Las asociaciones han lamentado que Zaragoza haya desperdiciado una nueva ocasión para adaptar el transporte público al crecimiento urbano. "La ciudad ha cambiado mucho en los últimos 25 años, pero la red de autobuses no se ha ajustado a esta evolución", ha señalado Navarro. Ambos han recordado el caso de Vitoria, donde, antes de la implantación del tranvía, se alcanzó un consenso entre todos los agentes implicados para rediseñar por completo el sistema de transporte público. En Zaragoza, en cambio, se ha mantenido la estructura previa sin un plan de remodelación global.
Uno de los aspectos que más preocupación ha generado ha sido la ausencia de avances en la creación de una línea de alta capacidad este-oeste, considerada fundamental para mejorar la movilidad en la ciudad. "Llevamos años hablando de su necesidad y sigue sin materializarse", ha criticado Sancho.
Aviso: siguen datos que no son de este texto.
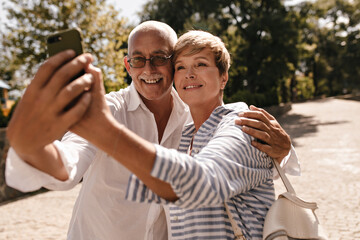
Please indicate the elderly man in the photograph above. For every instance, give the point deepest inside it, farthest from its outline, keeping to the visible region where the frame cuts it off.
(150, 107)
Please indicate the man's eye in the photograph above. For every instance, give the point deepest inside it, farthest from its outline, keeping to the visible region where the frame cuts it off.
(159, 59)
(179, 68)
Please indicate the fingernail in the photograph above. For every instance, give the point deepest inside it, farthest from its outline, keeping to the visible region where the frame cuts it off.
(89, 77)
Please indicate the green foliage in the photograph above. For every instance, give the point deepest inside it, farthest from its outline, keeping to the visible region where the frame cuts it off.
(30, 22)
(305, 88)
(270, 42)
(262, 37)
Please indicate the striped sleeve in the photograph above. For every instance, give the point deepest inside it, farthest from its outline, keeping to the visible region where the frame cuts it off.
(226, 166)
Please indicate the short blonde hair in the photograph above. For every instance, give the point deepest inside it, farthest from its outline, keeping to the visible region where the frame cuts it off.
(196, 40)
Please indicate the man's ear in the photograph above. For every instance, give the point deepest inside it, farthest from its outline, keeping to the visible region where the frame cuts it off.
(127, 65)
(224, 79)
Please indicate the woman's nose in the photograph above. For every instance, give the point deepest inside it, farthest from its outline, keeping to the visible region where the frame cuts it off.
(190, 74)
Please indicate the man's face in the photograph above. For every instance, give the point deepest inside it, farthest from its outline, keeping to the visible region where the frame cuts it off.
(151, 82)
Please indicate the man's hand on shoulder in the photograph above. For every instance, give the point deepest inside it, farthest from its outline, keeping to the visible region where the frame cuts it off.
(270, 137)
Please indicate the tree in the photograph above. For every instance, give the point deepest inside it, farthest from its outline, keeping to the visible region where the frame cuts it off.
(104, 34)
(334, 35)
(262, 37)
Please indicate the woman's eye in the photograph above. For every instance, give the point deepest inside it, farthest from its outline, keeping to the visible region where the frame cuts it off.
(179, 68)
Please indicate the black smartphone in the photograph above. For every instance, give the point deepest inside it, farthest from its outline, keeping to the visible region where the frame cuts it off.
(64, 40)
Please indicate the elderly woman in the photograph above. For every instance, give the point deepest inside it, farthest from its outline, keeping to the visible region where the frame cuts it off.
(216, 163)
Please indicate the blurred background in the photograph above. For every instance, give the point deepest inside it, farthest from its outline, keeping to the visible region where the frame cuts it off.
(282, 50)
(284, 53)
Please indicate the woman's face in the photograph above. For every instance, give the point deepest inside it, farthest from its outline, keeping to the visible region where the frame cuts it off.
(197, 79)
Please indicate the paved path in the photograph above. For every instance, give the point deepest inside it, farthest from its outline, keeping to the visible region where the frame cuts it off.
(326, 134)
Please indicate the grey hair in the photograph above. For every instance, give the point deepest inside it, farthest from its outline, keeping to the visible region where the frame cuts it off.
(164, 30)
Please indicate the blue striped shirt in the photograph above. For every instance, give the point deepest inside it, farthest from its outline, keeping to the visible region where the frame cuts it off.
(223, 167)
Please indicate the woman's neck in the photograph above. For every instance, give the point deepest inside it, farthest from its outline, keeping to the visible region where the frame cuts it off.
(201, 113)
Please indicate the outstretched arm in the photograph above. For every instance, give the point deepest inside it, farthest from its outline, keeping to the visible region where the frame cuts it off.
(260, 124)
(40, 118)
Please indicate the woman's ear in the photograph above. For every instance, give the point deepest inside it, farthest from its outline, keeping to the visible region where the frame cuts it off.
(224, 79)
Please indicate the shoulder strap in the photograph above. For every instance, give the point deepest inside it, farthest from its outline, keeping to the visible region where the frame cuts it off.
(283, 177)
(237, 231)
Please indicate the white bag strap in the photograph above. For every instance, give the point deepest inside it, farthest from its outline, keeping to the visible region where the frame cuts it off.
(283, 177)
(237, 231)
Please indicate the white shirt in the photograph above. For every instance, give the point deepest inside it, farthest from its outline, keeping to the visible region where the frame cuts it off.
(101, 211)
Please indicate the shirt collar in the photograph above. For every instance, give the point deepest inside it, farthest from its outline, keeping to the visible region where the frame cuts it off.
(134, 99)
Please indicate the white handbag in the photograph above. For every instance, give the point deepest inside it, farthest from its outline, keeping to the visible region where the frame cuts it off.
(290, 217)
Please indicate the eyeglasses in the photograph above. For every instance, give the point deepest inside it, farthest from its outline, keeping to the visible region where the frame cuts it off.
(139, 62)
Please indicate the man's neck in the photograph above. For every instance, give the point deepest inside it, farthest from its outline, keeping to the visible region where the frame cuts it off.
(162, 110)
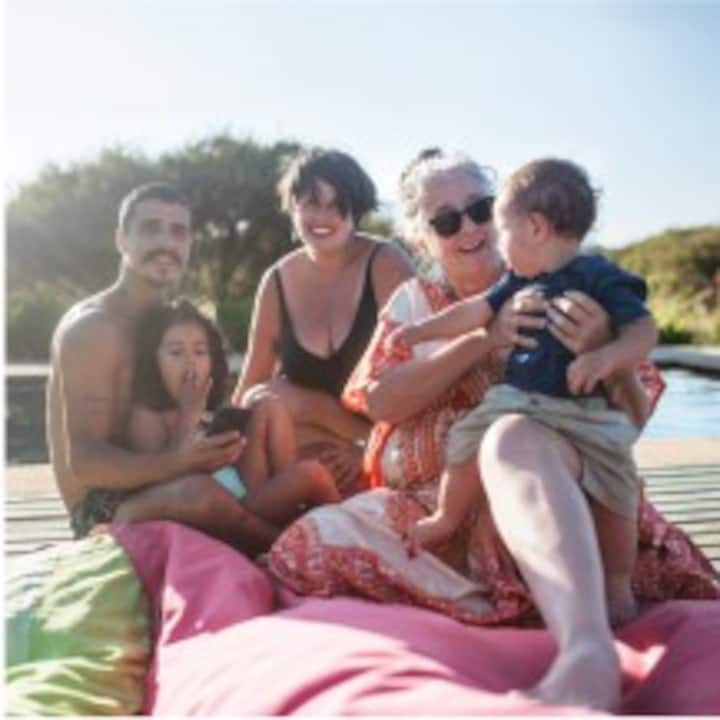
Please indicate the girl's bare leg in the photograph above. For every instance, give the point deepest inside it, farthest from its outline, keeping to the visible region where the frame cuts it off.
(281, 442)
(200, 502)
(270, 444)
(286, 495)
(530, 477)
(617, 536)
(460, 491)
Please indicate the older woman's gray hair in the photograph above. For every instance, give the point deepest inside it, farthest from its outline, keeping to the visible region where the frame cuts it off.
(426, 167)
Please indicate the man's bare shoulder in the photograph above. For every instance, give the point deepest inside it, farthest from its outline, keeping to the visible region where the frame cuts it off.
(89, 323)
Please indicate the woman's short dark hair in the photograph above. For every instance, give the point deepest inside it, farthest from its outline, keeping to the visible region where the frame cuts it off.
(148, 386)
(558, 189)
(355, 191)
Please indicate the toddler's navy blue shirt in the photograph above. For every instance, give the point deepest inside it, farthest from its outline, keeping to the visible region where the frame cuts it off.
(544, 368)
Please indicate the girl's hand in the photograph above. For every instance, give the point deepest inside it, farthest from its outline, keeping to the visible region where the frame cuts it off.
(578, 322)
(205, 454)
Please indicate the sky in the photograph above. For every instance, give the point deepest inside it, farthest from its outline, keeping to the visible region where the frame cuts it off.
(629, 90)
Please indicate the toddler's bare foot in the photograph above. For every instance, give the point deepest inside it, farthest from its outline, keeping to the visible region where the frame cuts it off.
(587, 676)
(432, 530)
(622, 606)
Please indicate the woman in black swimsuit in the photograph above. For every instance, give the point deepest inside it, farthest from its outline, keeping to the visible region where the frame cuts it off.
(316, 308)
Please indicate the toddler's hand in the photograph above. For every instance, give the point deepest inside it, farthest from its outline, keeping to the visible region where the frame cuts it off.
(586, 371)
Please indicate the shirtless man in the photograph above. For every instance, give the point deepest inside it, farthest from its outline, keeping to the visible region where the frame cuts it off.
(92, 359)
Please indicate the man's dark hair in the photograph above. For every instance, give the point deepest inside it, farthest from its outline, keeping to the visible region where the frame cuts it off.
(558, 189)
(148, 386)
(353, 187)
(152, 191)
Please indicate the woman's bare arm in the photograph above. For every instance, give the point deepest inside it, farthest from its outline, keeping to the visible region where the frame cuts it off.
(261, 356)
(404, 390)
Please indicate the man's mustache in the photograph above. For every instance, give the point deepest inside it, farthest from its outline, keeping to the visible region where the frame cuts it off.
(149, 257)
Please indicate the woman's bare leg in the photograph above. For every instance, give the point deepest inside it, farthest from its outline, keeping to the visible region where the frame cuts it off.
(530, 477)
(281, 441)
(285, 496)
(617, 536)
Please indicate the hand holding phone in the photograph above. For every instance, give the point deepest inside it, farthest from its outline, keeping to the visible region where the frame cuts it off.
(229, 418)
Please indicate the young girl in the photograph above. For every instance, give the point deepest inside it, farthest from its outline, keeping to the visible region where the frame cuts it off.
(180, 373)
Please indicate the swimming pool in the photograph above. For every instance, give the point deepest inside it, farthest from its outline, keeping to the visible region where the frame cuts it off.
(689, 407)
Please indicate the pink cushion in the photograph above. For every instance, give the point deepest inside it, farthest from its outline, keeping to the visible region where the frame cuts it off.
(223, 650)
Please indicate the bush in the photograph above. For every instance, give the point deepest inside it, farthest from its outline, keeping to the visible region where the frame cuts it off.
(32, 315)
(233, 317)
(671, 334)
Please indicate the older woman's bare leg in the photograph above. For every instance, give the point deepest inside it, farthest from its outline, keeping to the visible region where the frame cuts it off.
(530, 477)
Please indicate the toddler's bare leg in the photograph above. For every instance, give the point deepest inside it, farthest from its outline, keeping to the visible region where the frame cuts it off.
(460, 490)
(286, 495)
(530, 476)
(617, 538)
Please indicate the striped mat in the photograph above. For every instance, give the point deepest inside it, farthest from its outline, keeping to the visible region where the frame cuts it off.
(688, 495)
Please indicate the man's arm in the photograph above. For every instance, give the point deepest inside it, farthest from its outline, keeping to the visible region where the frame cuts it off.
(88, 355)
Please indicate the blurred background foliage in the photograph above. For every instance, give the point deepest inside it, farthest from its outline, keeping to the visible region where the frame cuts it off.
(682, 269)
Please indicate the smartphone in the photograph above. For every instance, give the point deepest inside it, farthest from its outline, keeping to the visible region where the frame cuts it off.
(229, 418)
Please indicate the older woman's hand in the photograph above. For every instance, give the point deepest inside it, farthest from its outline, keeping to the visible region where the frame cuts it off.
(524, 311)
(578, 322)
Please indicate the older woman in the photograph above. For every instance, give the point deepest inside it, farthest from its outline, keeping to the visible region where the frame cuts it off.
(316, 309)
(414, 396)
Pese a las críticas, los representantes vecinales han reconocido algunas mejoras, como el incremento en 38 del número de autobuses, lo que debería traducirse en mejores frecuencias de paso. No obstante, han expresado su incertidumbre sobre el financiamiento de los 2,4 millones de kilómetros adicionales que cubrirá el servicio. "Aún no se ha explicado de dónde saldrá el dinero. Si deja de estar subvencionado por el Gobierno central y el Ayuntamiento, el coste podría recaer en los usuarios", ha advertido Sancho.
Otro punto de fricción ha sido la falta de comunicación con los barrios. Las asociaciones han afirmado que la participación ciudadana en el diseño del nuevo plan ha sido insuficiente. "Nadie ha pedido una carta blanca para decidir sobre el transporte, pero sí haber participado en el proceso antes de que la propuesta estuviera cerrada", ha apuntado Navarro.
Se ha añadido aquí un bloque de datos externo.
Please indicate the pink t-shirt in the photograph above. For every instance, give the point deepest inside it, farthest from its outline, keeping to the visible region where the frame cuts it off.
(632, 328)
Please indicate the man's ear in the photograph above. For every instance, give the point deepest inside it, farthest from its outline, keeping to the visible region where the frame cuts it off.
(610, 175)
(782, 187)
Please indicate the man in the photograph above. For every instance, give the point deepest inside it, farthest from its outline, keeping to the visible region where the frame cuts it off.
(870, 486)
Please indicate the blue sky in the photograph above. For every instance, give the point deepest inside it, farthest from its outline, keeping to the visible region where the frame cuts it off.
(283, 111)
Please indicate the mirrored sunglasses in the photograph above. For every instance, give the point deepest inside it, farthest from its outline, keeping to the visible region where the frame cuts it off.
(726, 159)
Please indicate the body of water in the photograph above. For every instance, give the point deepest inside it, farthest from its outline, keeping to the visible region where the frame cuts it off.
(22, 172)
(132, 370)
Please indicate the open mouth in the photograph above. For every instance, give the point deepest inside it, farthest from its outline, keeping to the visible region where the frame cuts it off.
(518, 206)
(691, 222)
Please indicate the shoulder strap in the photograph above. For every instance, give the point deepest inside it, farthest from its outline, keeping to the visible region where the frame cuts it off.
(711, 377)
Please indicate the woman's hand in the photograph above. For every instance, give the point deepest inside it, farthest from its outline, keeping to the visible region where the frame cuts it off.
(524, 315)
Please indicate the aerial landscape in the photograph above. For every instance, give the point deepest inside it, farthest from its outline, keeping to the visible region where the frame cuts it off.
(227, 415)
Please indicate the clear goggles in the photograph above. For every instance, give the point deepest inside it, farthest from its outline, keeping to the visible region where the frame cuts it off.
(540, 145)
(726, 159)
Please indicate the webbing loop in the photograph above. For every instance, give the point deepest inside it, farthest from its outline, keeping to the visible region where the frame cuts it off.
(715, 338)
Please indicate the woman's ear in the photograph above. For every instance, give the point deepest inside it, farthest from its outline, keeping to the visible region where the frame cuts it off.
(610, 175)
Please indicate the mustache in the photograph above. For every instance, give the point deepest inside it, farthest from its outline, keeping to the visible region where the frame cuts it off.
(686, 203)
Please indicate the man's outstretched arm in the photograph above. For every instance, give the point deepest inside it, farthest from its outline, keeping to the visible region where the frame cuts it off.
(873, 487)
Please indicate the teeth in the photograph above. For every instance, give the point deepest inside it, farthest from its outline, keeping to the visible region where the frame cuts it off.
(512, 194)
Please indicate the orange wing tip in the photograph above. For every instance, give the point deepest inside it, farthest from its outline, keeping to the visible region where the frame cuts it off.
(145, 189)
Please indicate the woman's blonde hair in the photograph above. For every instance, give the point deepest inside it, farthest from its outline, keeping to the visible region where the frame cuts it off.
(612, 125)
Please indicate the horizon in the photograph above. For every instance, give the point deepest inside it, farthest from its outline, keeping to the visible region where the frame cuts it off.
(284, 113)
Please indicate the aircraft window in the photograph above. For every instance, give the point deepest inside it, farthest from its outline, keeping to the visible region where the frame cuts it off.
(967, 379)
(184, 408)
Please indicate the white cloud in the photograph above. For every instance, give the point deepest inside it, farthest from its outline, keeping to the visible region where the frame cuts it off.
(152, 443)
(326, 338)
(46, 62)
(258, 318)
También se han planteado dudas sobre la accesibilidad de los nuevos autobuses, ya que algunos modelos actuales han presentado dificultades para la entrada de sillas de ruedas y carritos de bebé. "Se ha anunciado que los nuevos vehículos mejorarán en este aspecto, pero habrá que ver si se cumplen las expectativas", ha concluido Sancho.
En definitiva, la reordenación del transporte público en Zaragoza ha generado más dudas que certezas. Aunque se han incorporado mejoras en la frecuencia y se han añadido nuevas líneas circulares, las asociaciones vecinales han considerado que la ciudad ha perdido una oportunidad para acometer una reforma profunda que se adapte a las necesidades actuales y futuras de la movilidad urbana.